An Asymptotic Preserving method for strongly anisotropic diffusion equations based on field line integration

TL;DR

This paper introduces an asymptotic preserving reformulation for strongly anisotropic diffusion equations in magnetized plasma, improving numerical stability and well-posedness without complex mesh modifications.

Contribution

The authors propose a novel field line integration method that replaces problematic boundary conditions, ensuring uniform convergence and well-posedness in highly anisotropic diffusion problems.

Findings

The method achieves uniform convergence regardless of anisotropy strength.

Condition number remains stable and does not scale with anisotropy.

Small code modifications suffice without changing coordinates or mesh.

Abstract

In magnetized plasma, the magnetic field confines the particles around the field lines. The anisotropy intensity in the viscosity and heat conduction may reach the order of $10^{12}$. When the boundary conditions are periodic or Neumann, the strong diffusion leads to an ill-posed limiting problem.
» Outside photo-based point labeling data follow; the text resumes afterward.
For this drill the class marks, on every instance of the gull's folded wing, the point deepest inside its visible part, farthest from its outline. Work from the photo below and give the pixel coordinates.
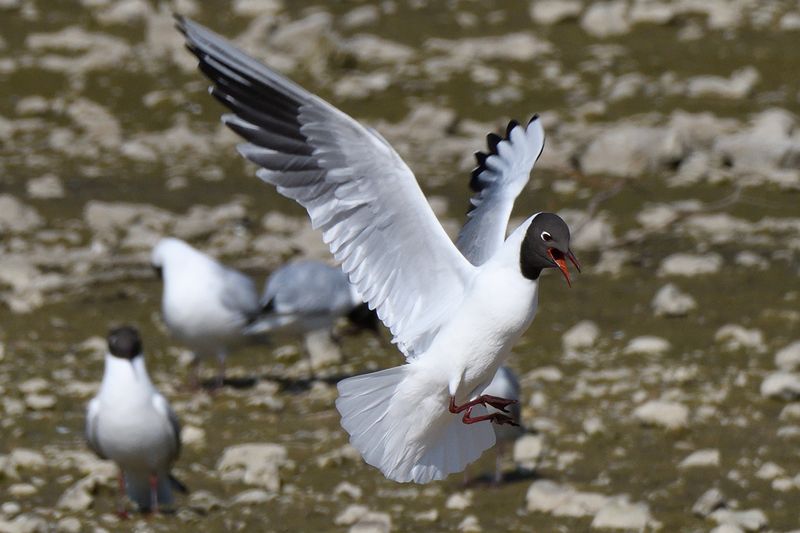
(356, 189)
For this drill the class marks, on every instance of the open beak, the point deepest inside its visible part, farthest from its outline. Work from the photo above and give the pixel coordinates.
(560, 259)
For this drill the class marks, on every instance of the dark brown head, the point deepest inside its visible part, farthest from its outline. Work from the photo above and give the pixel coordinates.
(546, 245)
(124, 342)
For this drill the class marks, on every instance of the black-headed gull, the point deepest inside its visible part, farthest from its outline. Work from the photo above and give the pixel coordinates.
(205, 304)
(307, 297)
(455, 321)
(130, 423)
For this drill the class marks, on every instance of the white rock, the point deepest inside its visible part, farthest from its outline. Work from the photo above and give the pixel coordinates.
(27, 459)
(669, 415)
(582, 335)
(682, 264)
(554, 11)
(750, 520)
(769, 470)
(16, 217)
(604, 19)
(619, 514)
(459, 501)
(470, 524)
(253, 497)
(701, 458)
(630, 150)
(254, 464)
(782, 386)
(670, 301)
(45, 187)
(348, 489)
(738, 86)
(734, 337)
(708, 502)
(788, 357)
(647, 345)
(528, 450)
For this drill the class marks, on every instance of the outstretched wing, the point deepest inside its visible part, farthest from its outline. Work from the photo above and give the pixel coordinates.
(498, 179)
(356, 189)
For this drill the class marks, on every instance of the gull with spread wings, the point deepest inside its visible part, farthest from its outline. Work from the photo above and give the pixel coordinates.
(454, 310)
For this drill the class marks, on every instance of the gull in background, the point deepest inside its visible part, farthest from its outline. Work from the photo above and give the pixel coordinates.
(205, 304)
(130, 423)
(455, 319)
(306, 298)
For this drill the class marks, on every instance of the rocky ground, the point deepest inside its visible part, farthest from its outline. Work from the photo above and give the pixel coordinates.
(660, 392)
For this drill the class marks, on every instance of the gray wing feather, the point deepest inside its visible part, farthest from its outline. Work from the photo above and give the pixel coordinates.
(355, 187)
(499, 178)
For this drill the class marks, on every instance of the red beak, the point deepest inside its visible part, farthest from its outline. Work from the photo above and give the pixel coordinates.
(561, 260)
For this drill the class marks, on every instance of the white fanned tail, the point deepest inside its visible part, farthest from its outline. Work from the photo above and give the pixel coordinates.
(408, 439)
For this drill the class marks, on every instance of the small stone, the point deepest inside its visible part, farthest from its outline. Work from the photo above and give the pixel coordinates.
(582, 335)
(254, 464)
(27, 459)
(204, 502)
(782, 386)
(528, 451)
(689, 265)
(710, 501)
(69, 525)
(671, 302)
(470, 524)
(22, 490)
(193, 436)
(647, 345)
(619, 514)
(734, 337)
(40, 402)
(669, 415)
(788, 358)
(45, 187)
(701, 458)
(459, 501)
(750, 520)
(348, 489)
(252, 497)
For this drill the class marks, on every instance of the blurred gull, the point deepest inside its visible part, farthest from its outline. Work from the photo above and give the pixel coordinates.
(306, 298)
(205, 304)
(455, 317)
(130, 423)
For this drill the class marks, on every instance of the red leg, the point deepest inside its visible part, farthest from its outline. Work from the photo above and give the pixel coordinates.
(122, 504)
(153, 493)
(497, 418)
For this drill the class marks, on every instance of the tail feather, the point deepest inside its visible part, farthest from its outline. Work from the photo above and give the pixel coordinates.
(400, 424)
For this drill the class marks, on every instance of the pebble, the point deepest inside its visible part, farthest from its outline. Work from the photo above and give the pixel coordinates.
(620, 514)
(788, 357)
(733, 337)
(670, 301)
(647, 345)
(528, 450)
(750, 520)
(582, 335)
(708, 502)
(669, 415)
(690, 265)
(701, 458)
(254, 464)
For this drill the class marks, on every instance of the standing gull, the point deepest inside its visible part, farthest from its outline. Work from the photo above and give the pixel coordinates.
(130, 423)
(205, 304)
(306, 298)
(454, 321)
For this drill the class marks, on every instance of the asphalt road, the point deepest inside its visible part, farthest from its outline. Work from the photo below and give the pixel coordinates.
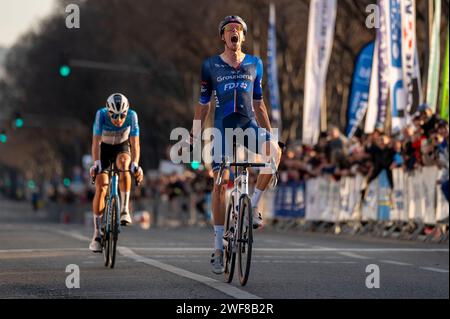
(173, 263)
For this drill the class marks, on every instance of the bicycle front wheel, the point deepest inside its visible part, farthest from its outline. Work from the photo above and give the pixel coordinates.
(245, 238)
(229, 240)
(106, 234)
(114, 230)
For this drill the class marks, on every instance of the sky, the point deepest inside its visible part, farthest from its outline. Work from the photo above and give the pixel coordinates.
(18, 16)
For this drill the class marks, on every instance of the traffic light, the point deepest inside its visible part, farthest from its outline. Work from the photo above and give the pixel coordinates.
(64, 70)
(18, 121)
(64, 66)
(3, 137)
(195, 165)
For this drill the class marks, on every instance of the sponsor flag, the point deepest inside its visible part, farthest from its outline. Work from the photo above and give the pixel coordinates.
(322, 16)
(444, 91)
(433, 66)
(397, 88)
(383, 62)
(272, 72)
(359, 95)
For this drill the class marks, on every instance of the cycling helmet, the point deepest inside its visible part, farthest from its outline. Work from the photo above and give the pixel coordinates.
(117, 103)
(232, 19)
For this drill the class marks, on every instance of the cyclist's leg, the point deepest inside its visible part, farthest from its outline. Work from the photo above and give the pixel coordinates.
(218, 204)
(123, 163)
(98, 207)
(123, 160)
(267, 146)
(270, 149)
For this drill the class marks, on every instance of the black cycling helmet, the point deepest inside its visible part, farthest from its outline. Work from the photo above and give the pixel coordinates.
(232, 19)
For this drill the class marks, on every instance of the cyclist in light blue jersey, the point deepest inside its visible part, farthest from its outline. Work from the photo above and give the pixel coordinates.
(115, 139)
(235, 79)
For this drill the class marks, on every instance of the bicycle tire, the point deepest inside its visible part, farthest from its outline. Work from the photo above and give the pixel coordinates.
(229, 252)
(114, 230)
(106, 234)
(245, 238)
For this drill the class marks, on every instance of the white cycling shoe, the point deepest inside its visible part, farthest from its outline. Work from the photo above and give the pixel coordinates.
(257, 219)
(125, 218)
(95, 245)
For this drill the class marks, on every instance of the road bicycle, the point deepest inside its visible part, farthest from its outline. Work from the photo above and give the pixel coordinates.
(110, 223)
(238, 230)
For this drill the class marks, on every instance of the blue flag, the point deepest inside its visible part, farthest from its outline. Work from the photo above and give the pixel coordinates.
(272, 72)
(359, 96)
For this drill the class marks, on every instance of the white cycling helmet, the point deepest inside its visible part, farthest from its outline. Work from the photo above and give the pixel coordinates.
(117, 103)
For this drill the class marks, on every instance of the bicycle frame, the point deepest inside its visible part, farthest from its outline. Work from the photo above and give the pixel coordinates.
(113, 192)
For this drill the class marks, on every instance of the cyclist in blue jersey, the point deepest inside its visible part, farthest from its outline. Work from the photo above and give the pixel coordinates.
(115, 139)
(235, 78)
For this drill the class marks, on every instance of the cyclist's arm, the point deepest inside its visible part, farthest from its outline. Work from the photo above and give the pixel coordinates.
(135, 149)
(262, 117)
(201, 113)
(203, 106)
(96, 140)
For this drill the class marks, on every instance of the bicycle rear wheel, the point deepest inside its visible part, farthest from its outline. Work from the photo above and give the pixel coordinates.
(114, 230)
(229, 251)
(106, 233)
(245, 239)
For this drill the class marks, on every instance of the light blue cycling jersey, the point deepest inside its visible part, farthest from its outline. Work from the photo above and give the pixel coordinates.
(112, 134)
(234, 88)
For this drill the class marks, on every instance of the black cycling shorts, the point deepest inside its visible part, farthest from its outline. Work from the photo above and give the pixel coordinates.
(108, 153)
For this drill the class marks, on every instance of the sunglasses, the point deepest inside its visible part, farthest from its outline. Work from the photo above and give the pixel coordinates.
(231, 27)
(115, 116)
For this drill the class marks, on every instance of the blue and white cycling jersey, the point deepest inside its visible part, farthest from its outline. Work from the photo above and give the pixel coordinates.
(112, 134)
(234, 89)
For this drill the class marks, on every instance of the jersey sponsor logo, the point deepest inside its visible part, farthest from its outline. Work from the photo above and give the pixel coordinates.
(238, 85)
(235, 77)
(116, 137)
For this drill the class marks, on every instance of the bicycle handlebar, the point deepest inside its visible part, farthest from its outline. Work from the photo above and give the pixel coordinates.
(114, 171)
(226, 164)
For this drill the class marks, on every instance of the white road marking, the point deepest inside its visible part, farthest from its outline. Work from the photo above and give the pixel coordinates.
(39, 250)
(353, 255)
(393, 262)
(369, 250)
(221, 286)
(434, 269)
(72, 234)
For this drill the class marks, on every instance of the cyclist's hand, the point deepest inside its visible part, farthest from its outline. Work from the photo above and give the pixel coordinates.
(96, 168)
(137, 171)
(187, 143)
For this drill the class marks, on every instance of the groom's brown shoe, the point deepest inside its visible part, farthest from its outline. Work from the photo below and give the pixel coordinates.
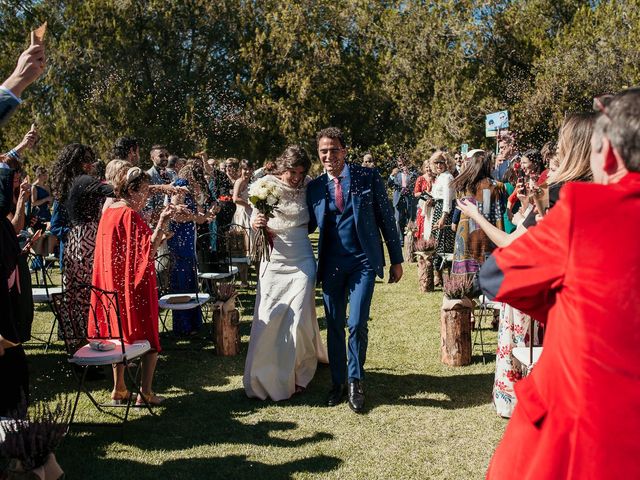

To remove the ill-conditionedness in the highly anisotropic diffusion equations, we introduce a simple but very efficient asymptotic preserving reformulation in this paper. The key idea is that, instead of discretizing the Neumann boundary conditions locally, we replace one of the Neumann boundary condition by the integration of the original problem along the field line, the singular $1/\epsilon$ terms can be replaced by $O(1)$ terms after the integration, so that yields a well-posed problem. Small modifications to the original code are required and no change of coordinates nor mesh adaptation are needed. Uniform convergence with respect to the anisotropy strength $1/\epsilon$ can be observed numerically and the condition number does not scale with the anisotropy.